Uma curiosa pesquisa britânica, realizada pela marca de colchões SimbaSleep, reproduziu a diferença negativa estética que a escassez de descanso causa. A empresa contabilizou as reclamações e consequências de boas e más noites nos rostos de duas mil pessoas. Os dados – pele flácida, linhas finas, olheiras, semblante cansado, rugas e secura — alimentaram um programa de inteligência artificial, que criou imagens realistas das mesmas pessoas após descanso satisfatório e ruim.
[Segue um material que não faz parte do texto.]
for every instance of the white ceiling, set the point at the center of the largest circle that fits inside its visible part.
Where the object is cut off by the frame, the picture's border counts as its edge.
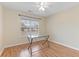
(31, 7)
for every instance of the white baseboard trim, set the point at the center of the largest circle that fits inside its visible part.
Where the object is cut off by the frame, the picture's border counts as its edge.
(66, 45)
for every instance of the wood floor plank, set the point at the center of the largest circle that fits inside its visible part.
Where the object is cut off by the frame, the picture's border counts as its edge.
(55, 50)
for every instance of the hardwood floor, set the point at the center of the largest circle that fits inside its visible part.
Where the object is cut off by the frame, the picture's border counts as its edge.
(55, 50)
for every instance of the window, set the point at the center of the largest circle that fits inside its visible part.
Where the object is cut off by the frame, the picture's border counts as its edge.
(31, 25)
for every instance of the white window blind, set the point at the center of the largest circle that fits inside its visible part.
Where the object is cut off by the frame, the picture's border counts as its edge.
(30, 24)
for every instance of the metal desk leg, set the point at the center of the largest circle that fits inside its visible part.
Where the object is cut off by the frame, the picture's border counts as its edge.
(46, 41)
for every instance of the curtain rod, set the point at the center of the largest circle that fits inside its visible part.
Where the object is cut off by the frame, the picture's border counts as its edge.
(29, 16)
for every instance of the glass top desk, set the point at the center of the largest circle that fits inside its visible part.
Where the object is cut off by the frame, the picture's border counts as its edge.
(31, 37)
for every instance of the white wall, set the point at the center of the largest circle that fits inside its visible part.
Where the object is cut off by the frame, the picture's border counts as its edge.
(12, 23)
(63, 27)
(1, 28)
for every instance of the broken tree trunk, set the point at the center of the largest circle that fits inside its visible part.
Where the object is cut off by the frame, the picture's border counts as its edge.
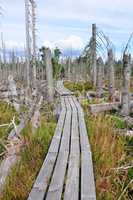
(100, 66)
(126, 86)
(49, 75)
(13, 91)
(111, 74)
(94, 64)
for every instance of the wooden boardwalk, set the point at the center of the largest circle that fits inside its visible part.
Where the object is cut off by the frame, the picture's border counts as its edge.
(67, 172)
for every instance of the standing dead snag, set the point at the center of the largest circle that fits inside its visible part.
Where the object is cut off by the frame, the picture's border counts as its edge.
(13, 91)
(100, 66)
(30, 22)
(28, 50)
(94, 65)
(111, 74)
(126, 86)
(49, 75)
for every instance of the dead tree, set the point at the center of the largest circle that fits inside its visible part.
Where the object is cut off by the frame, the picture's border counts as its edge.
(33, 4)
(30, 21)
(126, 86)
(94, 57)
(111, 74)
(100, 66)
(28, 50)
(49, 75)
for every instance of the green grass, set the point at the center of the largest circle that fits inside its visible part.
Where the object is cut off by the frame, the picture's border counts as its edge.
(110, 151)
(7, 112)
(79, 87)
(23, 175)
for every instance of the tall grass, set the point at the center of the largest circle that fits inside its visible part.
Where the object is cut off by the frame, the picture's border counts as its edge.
(7, 112)
(109, 153)
(23, 175)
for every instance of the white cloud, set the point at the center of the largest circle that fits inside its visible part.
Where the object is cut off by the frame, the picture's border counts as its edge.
(14, 45)
(72, 42)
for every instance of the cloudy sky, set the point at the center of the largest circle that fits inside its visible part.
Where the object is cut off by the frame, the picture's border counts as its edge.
(67, 23)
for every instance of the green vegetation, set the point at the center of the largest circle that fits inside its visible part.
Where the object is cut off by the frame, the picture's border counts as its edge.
(79, 87)
(23, 175)
(7, 112)
(110, 151)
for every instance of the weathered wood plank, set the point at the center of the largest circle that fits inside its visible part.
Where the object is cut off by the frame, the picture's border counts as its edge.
(62, 90)
(57, 182)
(72, 180)
(87, 175)
(40, 187)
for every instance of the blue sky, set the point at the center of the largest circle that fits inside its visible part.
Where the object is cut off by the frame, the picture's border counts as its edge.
(67, 23)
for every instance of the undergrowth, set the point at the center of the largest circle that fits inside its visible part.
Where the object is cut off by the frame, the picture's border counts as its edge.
(7, 112)
(110, 151)
(78, 87)
(23, 175)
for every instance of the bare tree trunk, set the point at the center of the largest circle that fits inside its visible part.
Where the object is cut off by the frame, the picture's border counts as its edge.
(28, 52)
(100, 65)
(49, 75)
(111, 74)
(94, 56)
(126, 86)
“À noite, sua pele faz um trabalho importante: se renova, se repara e cria novas células”, diz executiva da SleepCharity, parceira na empreitada. “Interferir nesse ciclo regenerativo natural significa que seu corpo não tem tempo suficiente para reparar a pele durante a noite. O sono é como uma recarga: ajuda na regeneração e manutenção do equilíbrio dos hormônios”, completa. Os pesquisadores detectaram também que, sem a parte do sono REM, há menor produção de colágeno (necessário para a pele macia) e do hormônio somatotropina (que mantém a elasticidade da pele).
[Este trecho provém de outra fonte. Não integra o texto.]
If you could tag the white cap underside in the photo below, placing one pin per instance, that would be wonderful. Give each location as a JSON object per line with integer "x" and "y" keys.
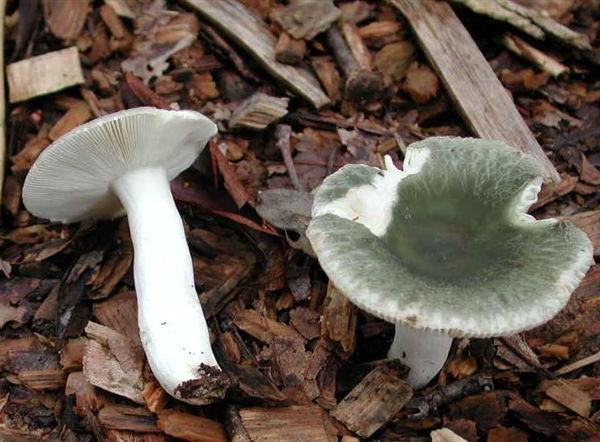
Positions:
{"x": 70, "y": 181}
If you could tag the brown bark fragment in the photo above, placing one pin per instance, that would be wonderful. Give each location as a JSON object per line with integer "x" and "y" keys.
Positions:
{"x": 75, "y": 116}
{"x": 263, "y": 328}
{"x": 241, "y": 25}
{"x": 484, "y": 103}
{"x": 113, "y": 362}
{"x": 328, "y": 76}
{"x": 258, "y": 111}
{"x": 124, "y": 417}
{"x": 288, "y": 50}
{"x": 66, "y": 18}
{"x": 292, "y": 424}
{"x": 374, "y": 401}
{"x": 48, "y": 379}
{"x": 339, "y": 321}
{"x": 119, "y": 312}
{"x": 570, "y": 397}
{"x": 380, "y": 33}
{"x": 61, "y": 69}
{"x": 306, "y": 18}
{"x": 190, "y": 428}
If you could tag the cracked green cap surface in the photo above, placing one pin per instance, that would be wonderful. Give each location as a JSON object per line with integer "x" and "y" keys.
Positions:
{"x": 446, "y": 243}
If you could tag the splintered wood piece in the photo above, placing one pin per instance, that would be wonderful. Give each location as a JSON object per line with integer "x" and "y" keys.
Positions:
{"x": 527, "y": 20}
{"x": 251, "y": 33}
{"x": 482, "y": 100}
{"x": 154, "y": 395}
{"x": 8, "y": 346}
{"x": 87, "y": 398}
{"x": 592, "y": 359}
{"x": 124, "y": 417}
{"x": 71, "y": 355}
{"x": 445, "y": 435}
{"x": 48, "y": 379}
{"x": 258, "y": 111}
{"x": 543, "y": 61}
{"x": 2, "y": 104}
{"x": 119, "y": 312}
{"x": 113, "y": 362}
{"x": 339, "y": 320}
{"x": 306, "y": 18}
{"x": 328, "y": 75}
{"x": 61, "y": 69}
{"x": 357, "y": 46}
{"x": 74, "y": 117}
{"x": 263, "y": 328}
{"x": 191, "y": 428}
{"x": 374, "y": 401}
{"x": 292, "y": 424}
{"x": 66, "y": 18}
{"x": 589, "y": 222}
{"x": 570, "y": 397}
{"x": 288, "y": 50}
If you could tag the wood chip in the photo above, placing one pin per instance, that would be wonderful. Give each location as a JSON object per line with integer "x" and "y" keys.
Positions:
{"x": 288, "y": 50}
{"x": 484, "y": 103}
{"x": 263, "y": 328}
{"x": 329, "y": 76}
{"x": 570, "y": 397}
{"x": 61, "y": 69}
{"x": 71, "y": 355}
{"x": 540, "y": 59}
{"x": 124, "y": 417}
{"x": 589, "y": 222}
{"x": 48, "y": 379}
{"x": 74, "y": 117}
{"x": 113, "y": 362}
{"x": 374, "y": 401}
{"x": 234, "y": 20}
{"x": 339, "y": 320}
{"x": 530, "y": 21}
{"x": 290, "y": 424}
{"x": 258, "y": 111}
{"x": 119, "y": 312}
{"x": 191, "y": 428}
{"x": 445, "y": 435}
{"x": 592, "y": 359}
{"x": 66, "y": 18}
{"x": 394, "y": 59}
{"x": 306, "y": 18}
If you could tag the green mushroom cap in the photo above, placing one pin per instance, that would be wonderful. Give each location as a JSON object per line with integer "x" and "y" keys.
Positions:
{"x": 446, "y": 244}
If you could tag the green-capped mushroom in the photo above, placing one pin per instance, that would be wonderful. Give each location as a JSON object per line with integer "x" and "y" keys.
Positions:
{"x": 445, "y": 248}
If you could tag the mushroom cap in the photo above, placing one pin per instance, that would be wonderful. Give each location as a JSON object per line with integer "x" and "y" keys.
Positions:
{"x": 446, "y": 244}
{"x": 71, "y": 179}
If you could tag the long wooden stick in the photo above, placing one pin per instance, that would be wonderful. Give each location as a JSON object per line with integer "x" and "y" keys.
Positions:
{"x": 2, "y": 100}
{"x": 238, "y": 23}
{"x": 483, "y": 102}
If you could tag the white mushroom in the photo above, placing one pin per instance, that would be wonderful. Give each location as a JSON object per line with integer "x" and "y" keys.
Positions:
{"x": 445, "y": 247}
{"x": 123, "y": 162}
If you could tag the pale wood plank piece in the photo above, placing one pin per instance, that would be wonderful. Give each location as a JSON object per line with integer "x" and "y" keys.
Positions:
{"x": 251, "y": 33}
{"x": 480, "y": 97}
{"x": 44, "y": 74}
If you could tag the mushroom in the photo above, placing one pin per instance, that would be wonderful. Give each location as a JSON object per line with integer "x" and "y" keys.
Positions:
{"x": 445, "y": 248}
{"x": 123, "y": 162}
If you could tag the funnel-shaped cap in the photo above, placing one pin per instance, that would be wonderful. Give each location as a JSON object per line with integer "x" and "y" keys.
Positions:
{"x": 71, "y": 179}
{"x": 446, "y": 244}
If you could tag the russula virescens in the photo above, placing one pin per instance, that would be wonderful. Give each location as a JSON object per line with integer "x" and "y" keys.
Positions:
{"x": 123, "y": 162}
{"x": 445, "y": 248}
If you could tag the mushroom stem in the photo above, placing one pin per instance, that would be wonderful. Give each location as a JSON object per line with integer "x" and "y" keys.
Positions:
{"x": 424, "y": 352}
{"x": 173, "y": 330}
A importância do sono reparador

• Ele desempenha papel fundamental na consolidação da memória, aprendizado e desempenho cognitivo, por isso o ato de “dormir sobre um problema” aumenta a probabilidade de encontrar solução

• Dormir inadequadamente está ligado a ganho de peso e disfunção metabólica

• Bom sono já é considerado tão importante para a saúde quanto nutrição adequada e exercícios físicos. Ele incrementa o sistema imunológico

• Dormir com qualidade é fundamental para a estabilidade
emocional, incrementa o sistema imunológico, ajuda a regular as emoções e a controlar o estresse

“Dificilmente alguém consegue se sentir feliz com problemas de sono”, resume Priscila Gontijo.

“A privação prolongada afeta o humor, o equilíbrio emocional e até mesmo a capacidade de sentir prazer, devido ao impacto na regulação de neurotransmissores como serotonina e dopamina. O processo cognitivo pode falhar. Intervenções adequadas, como mudanças comportamentais, medicações apropriadas e suporte emocional, podem ajudar a pessoa a reencontrar o equilíbrio e melhorar a qualidade de vida. Para uma felicidade duradoura, é crucial resolver esses problemas — e também os emocionais. Há um efeito bidirecional: o sono afeta a saúde mental assim como a saúde mental é afetada pela ausência de sono. O descanso adequado é fundamental para o bem-estar geral”, conclui Larissa Fonseca.

Que a ciência descubra caminhos para evitar que o ato singelo de dormir continue a ser um pesadelo para tanta gente.